37Signals Down – Looks Like Rackspace Is To Blame Again
by Michael Arrington on January 18, 2008

37Signals is having a bad morning, according to their current home page image above. They’re pointing fingers at their service provider, which was (and we believe still is) Rackspace. Last November they suffered a three hour outage along with other Rackspace customers.

Update: It’s back up, total outage was about 2 hours. Per the comments, 37Signals doesn’t seem super duper happy with Rackspace these days.

Advertisement

Comments rss icon

  • cool to know! I almost signed up for Rackspace hosting service…

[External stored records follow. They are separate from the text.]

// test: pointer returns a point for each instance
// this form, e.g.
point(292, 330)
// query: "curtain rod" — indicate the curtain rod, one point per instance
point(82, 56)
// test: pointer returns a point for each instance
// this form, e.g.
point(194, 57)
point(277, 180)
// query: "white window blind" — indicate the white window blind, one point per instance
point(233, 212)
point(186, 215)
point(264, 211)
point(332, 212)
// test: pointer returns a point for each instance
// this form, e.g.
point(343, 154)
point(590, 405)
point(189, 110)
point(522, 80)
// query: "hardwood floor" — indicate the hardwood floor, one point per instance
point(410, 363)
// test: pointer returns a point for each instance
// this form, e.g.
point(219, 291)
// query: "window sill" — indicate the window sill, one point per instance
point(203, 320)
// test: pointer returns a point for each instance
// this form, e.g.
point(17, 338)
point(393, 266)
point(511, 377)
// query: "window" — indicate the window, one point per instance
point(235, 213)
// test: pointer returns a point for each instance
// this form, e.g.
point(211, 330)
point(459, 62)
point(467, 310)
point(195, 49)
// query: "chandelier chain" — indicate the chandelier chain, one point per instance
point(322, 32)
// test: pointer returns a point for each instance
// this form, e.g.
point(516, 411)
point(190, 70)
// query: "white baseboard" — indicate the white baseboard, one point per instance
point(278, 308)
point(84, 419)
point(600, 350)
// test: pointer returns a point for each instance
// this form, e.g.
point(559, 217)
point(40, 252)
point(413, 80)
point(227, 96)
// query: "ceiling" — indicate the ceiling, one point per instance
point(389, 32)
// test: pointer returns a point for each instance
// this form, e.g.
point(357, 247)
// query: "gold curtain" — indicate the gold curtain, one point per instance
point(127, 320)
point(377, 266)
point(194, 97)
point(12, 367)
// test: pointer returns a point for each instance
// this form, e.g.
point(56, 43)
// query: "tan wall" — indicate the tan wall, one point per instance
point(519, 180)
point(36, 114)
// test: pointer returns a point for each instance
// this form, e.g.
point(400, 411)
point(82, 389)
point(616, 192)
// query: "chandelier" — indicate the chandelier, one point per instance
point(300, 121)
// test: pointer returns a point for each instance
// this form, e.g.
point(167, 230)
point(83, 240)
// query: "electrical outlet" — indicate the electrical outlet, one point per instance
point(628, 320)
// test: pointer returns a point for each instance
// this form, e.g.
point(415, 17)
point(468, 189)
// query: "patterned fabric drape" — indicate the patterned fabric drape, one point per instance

  • Our service provider is indeed still Rackspace. And yes, we’re very disappointed in how this has been handled. They have a hardware replacement time guarantee that has long since been broken. We apologize deeply to all our customers for this outage. It comes way too soon off the Truck Drives Into Power Station event.

  • Once again web consulting companies like mine have to pause working, because we have no access to data.

  • If it is Rackspace, they’re in for big trouble. It’s understandable to have one freak outage, but two in close proximity – they’re in trouble if this is their fault.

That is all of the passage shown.